The May government brought the plan for royal assent this week, beginning the process of a British exit from the E.U.
“Brexit is a sign of increasing nationalism and xenophobia, and it’s bad for the E.U. and bad for the Western world,” said Sophal Ear, associate professor of world affairs at the Los Angeles-based Occidental College.
While many things have changed since U.S. President Donald Trump took office, the global role of the E.U. is not going to change any time soon, according to Ear, who authored the 2013 book Aid Dependence in Cambodia.
“If you see what’s happened with Trump and his actions being used to justify muzzling the media elsewhere or the cause of human rights, we could see the same thing with Europe if nationalist parties come to power,” he said. But “the US has one president. The EU is still a bunch of countries, so its actions will not become irrelevant (or used against it) overnight.”
Though he said a hard Brexit would be “regrettable”, Edgar told VOA Khmer that he was hopeful that it could be “encouraging” to the remaining 28 state members to move the E.U. “forward with renewed energy.”
“One of the reasons for me that attracted me to working with the E.U. in the first place is the fact that the E.U. as a whole can have a stature and influence on the global stage, which can be much greater than the influences of the member states taken individually,” he said.
“That would remain true even after the departure of the U.K., and it is something I believe very deeply,” Edgar added.
Regardless of the upheavals in Europe, Edgar said he was focused on what the E.U. is doing here in Cambodia in support of the country’s democratization process – including technical support for the National Election Committee – education, fisheries, public finance management reforms, and decentralization.
“Those aspects that I do, which are central to what we are doing here, are not affected by issues such as the decision of the British people that Britain would leave the E.U. and other things going on in Europe at the moment,” he said.

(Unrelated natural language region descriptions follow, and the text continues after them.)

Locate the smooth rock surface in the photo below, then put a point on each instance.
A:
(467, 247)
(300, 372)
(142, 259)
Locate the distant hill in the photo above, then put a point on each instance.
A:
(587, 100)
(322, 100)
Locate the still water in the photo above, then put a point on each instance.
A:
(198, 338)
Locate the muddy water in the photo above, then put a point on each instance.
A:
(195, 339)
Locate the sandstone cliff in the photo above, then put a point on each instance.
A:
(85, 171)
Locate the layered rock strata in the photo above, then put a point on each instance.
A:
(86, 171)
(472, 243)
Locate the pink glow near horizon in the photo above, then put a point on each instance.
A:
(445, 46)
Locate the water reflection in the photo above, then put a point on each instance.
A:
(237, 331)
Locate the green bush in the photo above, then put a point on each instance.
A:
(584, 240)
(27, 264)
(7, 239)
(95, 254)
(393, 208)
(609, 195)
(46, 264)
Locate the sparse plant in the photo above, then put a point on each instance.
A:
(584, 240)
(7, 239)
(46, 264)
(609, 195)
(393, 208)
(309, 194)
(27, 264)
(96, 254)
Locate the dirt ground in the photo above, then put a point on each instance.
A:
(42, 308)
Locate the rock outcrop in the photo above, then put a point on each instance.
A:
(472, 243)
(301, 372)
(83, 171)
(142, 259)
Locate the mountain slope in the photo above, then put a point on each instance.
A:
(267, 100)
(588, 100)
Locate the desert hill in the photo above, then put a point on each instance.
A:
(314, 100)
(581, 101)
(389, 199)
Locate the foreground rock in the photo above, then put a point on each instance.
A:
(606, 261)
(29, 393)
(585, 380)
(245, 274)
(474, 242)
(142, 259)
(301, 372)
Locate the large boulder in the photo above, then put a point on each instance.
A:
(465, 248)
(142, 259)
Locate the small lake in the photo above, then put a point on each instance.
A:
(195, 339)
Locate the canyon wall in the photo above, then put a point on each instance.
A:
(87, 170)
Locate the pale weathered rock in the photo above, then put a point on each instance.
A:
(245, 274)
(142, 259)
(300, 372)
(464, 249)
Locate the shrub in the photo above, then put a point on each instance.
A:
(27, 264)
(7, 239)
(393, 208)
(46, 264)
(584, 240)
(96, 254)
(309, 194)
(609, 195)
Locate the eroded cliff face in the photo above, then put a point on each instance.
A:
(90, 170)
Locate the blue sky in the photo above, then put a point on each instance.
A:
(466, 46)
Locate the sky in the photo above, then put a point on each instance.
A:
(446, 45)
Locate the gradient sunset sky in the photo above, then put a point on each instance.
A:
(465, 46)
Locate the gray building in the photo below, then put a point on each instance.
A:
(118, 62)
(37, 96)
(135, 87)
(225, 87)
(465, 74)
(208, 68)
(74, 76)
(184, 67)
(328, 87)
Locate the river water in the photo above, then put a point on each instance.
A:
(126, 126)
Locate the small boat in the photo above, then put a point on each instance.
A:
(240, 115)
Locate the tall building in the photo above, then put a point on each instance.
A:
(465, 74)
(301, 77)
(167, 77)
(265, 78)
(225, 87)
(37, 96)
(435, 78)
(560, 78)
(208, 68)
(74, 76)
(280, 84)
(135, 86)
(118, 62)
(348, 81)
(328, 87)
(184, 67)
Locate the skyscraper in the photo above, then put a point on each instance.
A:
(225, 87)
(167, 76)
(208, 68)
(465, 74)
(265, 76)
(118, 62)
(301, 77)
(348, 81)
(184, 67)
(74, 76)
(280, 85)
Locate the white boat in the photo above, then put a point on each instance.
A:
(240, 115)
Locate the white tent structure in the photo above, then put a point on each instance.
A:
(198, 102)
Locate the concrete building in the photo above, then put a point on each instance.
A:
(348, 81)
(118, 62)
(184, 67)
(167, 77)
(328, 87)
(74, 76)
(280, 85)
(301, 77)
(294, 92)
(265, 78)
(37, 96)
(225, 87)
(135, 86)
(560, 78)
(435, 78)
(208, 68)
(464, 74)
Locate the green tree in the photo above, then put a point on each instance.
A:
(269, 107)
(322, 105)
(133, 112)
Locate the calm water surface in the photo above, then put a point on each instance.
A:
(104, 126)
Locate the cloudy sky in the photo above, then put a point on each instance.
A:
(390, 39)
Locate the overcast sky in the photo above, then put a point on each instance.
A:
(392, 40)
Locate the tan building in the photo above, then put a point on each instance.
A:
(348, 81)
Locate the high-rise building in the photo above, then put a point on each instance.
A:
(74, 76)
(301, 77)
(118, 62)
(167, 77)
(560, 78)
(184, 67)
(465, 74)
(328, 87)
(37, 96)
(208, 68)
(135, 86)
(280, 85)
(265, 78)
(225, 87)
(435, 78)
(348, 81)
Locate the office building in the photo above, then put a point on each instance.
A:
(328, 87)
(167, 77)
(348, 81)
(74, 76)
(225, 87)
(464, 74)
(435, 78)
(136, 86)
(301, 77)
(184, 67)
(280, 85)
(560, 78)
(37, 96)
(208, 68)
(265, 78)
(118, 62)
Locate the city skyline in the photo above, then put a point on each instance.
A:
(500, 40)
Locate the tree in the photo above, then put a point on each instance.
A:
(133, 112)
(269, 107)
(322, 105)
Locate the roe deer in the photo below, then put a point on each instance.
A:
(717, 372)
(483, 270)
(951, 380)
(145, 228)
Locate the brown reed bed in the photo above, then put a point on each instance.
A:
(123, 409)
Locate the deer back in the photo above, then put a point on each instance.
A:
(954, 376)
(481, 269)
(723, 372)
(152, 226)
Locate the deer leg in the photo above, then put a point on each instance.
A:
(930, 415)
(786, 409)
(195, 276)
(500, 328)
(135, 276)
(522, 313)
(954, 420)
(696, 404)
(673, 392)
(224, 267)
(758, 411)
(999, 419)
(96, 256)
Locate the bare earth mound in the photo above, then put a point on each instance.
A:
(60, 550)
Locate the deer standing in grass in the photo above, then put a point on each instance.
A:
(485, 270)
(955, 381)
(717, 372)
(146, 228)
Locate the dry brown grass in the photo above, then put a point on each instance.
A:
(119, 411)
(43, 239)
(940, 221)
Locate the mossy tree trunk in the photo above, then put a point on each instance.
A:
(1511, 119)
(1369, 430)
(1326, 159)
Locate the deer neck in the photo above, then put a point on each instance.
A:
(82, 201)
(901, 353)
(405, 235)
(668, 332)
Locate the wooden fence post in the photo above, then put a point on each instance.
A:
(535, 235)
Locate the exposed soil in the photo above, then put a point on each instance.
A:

The E.U., alongside Japan, has been assisting electoral reforms executed by the N.E.C. in the first phase with a biometric voter registration system, recording some 7.8 million voters for ahead of the commune elections in early June this year.
The N.E.C., which was overhauled after the controversial 2013 election, is also tasked with organizing the next general election, in 2018.
But pre-election political tension appears to have been mounting. Nearly 30 opposition members, civil society workers and government critics have been jailed over the past two years in what Edgar descried as “what looks like politically motivated judicial cases”.
One of those jailed was N.E.C. deputy secretary general Ny Chakrya, well-known as a prominent human rights worker before he was appointed to the election body. Rong Chhun, a prominent opposition-appointee to the N.E.C.’s nine-member leadership board, is also facing legal action.
Kem Ley, a well-known political commentator who was critical of the government - and, on occasion the opposition Cambodia National Rescue Party - was shot dead in last July at a busy café in the capital.
Long-term opposition leader Sam Rainsy last month announced his resignation from the presidency of the CNRP following amendments to the law on political parties that could have seen the CNRP dissolved if he remained in the position.
“There have been, over the past year, the significant tensions between the CPP and the CNRP,” Edgar said, adding that the situation was “concerning.”
Asked if such a situation has doubt whether the elections can be free and fair, the E.U. Ambassador said it would be a “mistake” to predict the quality of an election in advance.
“Trying to say now or trying to make the judgment now of the quality of the election that has not happened would be very wrong,” he said.
“We are very keen to see ... an environment that allows genuine electoral competition because it is an important aspect of multi-party democracy, which Cambodia set out in its constitution,” he said.